Male Interviewe…: Can you talk a little bit about that and how you’ve embraced telehealth and how that’s worked during this during COVID?
Shirley Alter: Telehealth, or telemedicine, it’s been something that we had never tried before until we were forced to do so in this pandemic. It’s actually turned out to be a really good thing for us. It has allowed us the ability to continue allowing our nurse practitioners to have eye-to-eye contact with our residents. It’s easy to communicate when you’re seeing each other face-to-face, of which we’ve utilized that, versus the telephone. We’ve actually been able to take our systems in place and actually show the residents, whether it be a skin assessment or contracture or something of that nature that actually needed to have a physician’s or nurse practitioner’s eye on them. Our physicians have even done their rounds via telemedicine. And one of the reasons why we elected to go telemedicine is because our providers go to so many different facilities and they potentially themselves could be a carrier, be asymptomatic, and bring something into our residents.
I’d like to say kudos to our staff and to our facilities, to date, we have not had a resident that has tested positive for COVID. So I say kudos to the infection control process, but in order to be able to implement the infection control process, we’ve had to do that through telemedicine and through different means of communication.

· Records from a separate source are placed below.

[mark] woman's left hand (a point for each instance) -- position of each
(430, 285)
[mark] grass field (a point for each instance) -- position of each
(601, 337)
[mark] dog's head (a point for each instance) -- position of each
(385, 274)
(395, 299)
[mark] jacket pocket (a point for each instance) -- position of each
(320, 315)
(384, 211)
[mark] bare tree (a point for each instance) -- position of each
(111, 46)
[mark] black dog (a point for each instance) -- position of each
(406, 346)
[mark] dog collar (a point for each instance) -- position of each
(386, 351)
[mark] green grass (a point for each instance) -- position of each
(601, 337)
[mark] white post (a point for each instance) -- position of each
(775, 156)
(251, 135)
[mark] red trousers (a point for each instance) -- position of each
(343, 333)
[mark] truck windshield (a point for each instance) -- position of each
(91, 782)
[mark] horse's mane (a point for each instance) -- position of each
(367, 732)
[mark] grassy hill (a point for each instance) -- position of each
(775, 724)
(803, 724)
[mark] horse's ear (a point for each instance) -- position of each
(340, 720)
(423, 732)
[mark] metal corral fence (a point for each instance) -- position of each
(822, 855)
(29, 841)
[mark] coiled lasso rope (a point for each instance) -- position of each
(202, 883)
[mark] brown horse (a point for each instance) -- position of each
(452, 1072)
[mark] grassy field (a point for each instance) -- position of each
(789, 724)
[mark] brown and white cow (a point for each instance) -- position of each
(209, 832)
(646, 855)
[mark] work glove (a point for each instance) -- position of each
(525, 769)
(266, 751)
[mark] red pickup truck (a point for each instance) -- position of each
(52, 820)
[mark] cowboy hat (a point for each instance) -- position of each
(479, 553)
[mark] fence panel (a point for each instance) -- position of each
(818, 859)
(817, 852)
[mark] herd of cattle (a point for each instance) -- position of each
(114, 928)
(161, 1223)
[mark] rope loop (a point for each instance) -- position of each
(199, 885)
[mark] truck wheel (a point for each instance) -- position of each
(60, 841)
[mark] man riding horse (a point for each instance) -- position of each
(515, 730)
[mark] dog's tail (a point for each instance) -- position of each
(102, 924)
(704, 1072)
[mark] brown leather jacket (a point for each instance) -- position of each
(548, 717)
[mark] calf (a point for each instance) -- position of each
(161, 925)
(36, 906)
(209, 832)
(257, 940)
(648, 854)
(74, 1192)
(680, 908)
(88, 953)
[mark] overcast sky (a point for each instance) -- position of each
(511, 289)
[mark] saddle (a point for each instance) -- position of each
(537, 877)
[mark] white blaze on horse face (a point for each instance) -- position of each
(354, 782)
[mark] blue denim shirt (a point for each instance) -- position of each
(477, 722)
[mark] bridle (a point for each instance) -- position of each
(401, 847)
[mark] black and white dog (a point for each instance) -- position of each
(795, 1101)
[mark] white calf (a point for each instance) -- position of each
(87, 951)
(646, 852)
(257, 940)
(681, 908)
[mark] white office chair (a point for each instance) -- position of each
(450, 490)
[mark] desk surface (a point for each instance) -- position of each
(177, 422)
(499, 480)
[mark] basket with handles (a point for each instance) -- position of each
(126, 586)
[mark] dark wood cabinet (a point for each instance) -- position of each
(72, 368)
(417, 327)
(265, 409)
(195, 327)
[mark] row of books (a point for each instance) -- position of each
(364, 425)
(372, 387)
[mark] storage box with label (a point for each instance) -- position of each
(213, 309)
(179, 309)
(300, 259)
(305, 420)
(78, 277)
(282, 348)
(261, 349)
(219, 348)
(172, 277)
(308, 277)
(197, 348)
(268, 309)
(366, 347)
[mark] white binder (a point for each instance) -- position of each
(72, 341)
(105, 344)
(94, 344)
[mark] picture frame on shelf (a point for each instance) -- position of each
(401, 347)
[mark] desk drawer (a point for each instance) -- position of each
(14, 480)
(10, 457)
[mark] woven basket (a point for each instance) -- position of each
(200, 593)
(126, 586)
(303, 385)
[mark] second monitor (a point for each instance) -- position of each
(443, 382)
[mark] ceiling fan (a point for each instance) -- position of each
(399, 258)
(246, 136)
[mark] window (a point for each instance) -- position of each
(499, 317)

Female Intervie…: So how the all they will to keep up the culture within your organization during this obviously stressful time?
Shirley Alter: So, and I assume whenever you mean culture, you mean with the interactions, because we’re really big about promoting family involvement. So we have done a lot through FaceTime. We’ve done a lot through Facebook through chats, which has been a little bit challenging because some of our population, they are not used to modern technology. It’s been the phone system. So now it’s like, “Whoa, I actually get to see a face with that voice.” So the outcomes have been really good. If you ask me if there was a challenge, we are in a rural area, so sometimes our internet service is not the greatest, but we’ve been able to make it work.
Male Interviewe…: How has technology played a part in helping you to thrive and reduce risks during this time?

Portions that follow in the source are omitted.